Complete junk as far as I can tell. “Potential” ancestors are not remotely related, although many verifiable cousins showed up in DNA Circles. I agree with Marci, just give us a chromosome browser for Pete’s sake.


    I have to comment as this was a discussion point today at RootsTech:

    —> “Potential” ancestors are not remotely related…

    Absolutely! I suspect the folks at Ancestry and other online sites would agree with you 100%. These suggestions are exactly what the web site claims: POTENTIAL ancestors, not proven.

    No computer that I know of can ever decide with 100% accuracy which relatives are yours. However, computers can save you hours and hours of manual comparisons on spreadsheets and other tools to identify POTENTIAL ancestors. There is no claim that these are your actual ancestors, only that they are your POTENTIAL ancestors. I expect there will always be some mis-identification, maybe even a lot of mis-identification. As with every other claim made online, in books, and verbally, it is always up to you to verify or else disprove the possibility.

    That has been true for decades and remains true today. I suspect it will be true for many more years.

    Always VERIFY every claim before you accept it as a fact.

    I commend Ancestry (and many other web sites) for using the correct term: POTENTIAL ancestors.

    MyHeritage also made the same point in yesterday’s announcement of their new service called The Theory of Family Relativity™ (you can see the announcement at: ). Note the title: The Theory of Family Relativity™.

    It is exactly that: a theory, not a fact. Again, it is up to you to prove or disprove it, as always.

    Most of today’s online DNA services carefully use similar language to describe their findings: POTENTIAL or THEORY or similar words.


    Yes they did use the word ‘potential’. And I guess that’s a positive. However, in their questionnaire they ask “Seeing DNA Matches that have descended from a common ancestor provides good evidence that I am genetically related to that ancestor.” Using other people’s poorly researched trees is NOT evidence. It is this kind of thinking that results in more garbage trees and more wrong DNA proofs. We honestly don’t even know if they are matching overlapping DNA strings on a common chromosome let alone if they triangulate. (If they even know what all that means)

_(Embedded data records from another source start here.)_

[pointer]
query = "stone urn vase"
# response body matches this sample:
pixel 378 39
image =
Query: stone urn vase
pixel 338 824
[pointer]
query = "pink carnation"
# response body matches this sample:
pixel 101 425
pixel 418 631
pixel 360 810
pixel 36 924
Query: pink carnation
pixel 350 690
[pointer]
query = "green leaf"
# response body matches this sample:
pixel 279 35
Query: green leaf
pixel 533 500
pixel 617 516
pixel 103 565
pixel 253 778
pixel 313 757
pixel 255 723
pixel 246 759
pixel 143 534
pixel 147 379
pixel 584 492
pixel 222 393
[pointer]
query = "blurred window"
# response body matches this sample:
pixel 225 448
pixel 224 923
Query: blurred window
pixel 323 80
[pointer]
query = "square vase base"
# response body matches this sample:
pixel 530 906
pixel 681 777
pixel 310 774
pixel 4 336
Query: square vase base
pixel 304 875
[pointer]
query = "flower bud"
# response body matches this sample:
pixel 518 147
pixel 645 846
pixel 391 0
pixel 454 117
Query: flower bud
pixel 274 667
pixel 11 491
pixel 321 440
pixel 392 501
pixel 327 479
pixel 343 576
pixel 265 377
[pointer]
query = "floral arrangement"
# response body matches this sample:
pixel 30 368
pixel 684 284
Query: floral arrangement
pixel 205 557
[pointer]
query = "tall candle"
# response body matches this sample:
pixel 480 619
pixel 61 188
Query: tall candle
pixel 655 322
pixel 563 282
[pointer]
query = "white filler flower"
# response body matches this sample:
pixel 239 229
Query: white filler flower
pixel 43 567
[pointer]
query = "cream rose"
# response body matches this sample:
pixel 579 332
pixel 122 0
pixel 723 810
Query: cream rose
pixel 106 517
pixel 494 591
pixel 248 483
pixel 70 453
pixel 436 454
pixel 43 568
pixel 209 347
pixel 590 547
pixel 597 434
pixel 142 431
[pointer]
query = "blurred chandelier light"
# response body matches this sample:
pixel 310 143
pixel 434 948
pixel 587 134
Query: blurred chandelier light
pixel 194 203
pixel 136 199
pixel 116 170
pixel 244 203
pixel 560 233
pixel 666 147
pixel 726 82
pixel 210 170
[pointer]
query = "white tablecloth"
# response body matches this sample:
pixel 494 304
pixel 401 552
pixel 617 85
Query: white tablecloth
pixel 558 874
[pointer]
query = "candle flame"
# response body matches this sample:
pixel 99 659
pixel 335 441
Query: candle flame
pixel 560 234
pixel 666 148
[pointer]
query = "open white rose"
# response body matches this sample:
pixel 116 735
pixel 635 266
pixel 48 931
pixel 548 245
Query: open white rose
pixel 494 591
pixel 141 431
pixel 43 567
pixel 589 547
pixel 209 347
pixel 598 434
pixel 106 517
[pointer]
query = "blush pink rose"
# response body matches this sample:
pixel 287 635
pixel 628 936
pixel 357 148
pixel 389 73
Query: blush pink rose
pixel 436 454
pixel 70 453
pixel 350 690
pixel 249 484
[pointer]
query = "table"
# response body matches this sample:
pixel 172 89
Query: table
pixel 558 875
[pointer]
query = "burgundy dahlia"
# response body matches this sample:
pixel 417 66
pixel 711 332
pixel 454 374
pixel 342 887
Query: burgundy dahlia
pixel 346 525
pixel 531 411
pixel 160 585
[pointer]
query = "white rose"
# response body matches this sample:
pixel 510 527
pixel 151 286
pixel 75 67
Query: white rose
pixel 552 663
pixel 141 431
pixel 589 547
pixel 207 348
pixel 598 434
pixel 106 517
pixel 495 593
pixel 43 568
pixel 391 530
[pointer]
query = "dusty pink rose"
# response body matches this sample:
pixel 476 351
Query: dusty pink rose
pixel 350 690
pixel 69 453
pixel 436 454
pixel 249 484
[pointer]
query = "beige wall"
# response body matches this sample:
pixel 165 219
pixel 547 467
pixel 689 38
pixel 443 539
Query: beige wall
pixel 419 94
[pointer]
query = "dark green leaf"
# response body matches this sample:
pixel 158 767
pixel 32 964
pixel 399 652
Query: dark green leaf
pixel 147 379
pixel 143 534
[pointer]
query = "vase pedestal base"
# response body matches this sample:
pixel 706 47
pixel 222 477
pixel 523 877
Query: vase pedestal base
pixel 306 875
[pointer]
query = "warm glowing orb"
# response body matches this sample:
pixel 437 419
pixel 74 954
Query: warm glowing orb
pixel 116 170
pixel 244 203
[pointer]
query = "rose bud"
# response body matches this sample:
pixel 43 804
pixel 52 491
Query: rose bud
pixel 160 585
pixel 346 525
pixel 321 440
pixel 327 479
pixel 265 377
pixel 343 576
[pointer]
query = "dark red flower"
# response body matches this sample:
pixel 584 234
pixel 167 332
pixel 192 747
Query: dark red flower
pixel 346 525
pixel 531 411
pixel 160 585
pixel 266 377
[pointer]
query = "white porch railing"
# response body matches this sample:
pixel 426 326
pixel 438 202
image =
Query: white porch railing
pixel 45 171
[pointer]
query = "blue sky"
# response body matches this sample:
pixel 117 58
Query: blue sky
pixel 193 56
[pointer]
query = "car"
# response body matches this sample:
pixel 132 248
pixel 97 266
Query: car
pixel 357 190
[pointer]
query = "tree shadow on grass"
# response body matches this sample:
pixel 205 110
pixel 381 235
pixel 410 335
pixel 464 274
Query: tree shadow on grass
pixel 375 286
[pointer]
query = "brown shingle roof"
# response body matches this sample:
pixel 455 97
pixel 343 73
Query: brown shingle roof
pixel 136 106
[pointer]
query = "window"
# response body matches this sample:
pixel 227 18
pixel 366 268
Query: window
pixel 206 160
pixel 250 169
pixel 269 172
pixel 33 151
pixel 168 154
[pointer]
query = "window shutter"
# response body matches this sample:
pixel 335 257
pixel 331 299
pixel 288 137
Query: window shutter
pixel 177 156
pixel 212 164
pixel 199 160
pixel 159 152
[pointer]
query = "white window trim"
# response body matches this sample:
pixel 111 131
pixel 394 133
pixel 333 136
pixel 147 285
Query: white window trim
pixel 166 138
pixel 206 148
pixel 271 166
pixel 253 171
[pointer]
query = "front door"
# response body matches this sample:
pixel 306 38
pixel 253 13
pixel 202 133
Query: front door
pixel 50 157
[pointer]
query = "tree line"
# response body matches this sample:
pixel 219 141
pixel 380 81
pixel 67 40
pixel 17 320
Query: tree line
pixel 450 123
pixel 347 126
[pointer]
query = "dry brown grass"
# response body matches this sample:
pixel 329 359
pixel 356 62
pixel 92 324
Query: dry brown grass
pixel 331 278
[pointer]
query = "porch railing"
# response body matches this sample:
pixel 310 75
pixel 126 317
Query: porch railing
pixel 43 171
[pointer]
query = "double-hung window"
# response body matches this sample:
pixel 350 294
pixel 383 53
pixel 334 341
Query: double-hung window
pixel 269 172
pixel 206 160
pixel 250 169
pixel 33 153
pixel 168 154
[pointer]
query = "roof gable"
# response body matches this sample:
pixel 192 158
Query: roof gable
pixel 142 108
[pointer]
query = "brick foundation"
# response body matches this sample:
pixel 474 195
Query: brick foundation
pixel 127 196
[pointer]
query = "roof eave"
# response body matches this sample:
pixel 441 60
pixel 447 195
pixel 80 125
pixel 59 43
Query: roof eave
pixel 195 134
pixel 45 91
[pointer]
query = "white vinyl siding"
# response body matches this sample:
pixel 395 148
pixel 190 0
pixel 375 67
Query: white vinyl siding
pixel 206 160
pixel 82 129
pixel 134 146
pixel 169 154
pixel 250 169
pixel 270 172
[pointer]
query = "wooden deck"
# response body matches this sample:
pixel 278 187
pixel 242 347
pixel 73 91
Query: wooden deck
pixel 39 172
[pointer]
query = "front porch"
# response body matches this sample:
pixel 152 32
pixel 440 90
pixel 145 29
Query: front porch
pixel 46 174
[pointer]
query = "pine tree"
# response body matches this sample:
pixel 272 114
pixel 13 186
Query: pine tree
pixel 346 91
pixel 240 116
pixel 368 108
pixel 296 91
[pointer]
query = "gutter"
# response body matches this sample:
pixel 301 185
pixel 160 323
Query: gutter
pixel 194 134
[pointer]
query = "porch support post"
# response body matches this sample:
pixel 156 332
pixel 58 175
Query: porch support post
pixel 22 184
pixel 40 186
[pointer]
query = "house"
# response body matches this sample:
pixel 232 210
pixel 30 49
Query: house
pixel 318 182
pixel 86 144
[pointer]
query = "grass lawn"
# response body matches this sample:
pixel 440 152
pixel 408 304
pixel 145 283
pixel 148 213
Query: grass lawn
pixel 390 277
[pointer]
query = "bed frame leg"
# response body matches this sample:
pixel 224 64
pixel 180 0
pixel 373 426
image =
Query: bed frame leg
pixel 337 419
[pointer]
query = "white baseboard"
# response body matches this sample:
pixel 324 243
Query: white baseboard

    Just give us the damn Chromosome Browser already.


AncestryDNA badly needs a chromosme browser more than anything else, however, they seem to be more interested in developing tools they can use to cross-sell memberships at full price.


My findings about ThruLines are similar to those discussed in other comments here. For my “Potential Ancestors,” trees that are cited contain undocumented guesswork. Many, if not most, of Ancestry’s trees are the “work” of copyists, not researchers, so errors quickly find their way into lots of trees – and into ThruLines – gaining unwarranted credibility. Without a chromosome browser on Ancestry, there is no capability to determine if there is a triangulation or even if the matches are on the same chromosome. I suspect that they aren’t. Since most of my matches on one line are also on Gedmatch, I know that different descendants have matches on different chromosomes, and actually, constitute more than one triangulation. I hoped to get information from ThruLines that would help with my 18th century brick walls, but there is nothing helpful. I suspect that it will be more successful for people who are new in genealogy and have few generations on their trees. It is as much a waste of time for me as Ancestry’s NADs. Not only does Ancestry not have a chromosome browser, it doesn’t have a means of downloading matches, which is inadequate compared to other testing companies, like MyHeritage.


Many comments from the Ancestry apologists. Fact remains this is garbage that throws up irrelevant results stemming from incompetent research. Worse is you can’t get rid of it.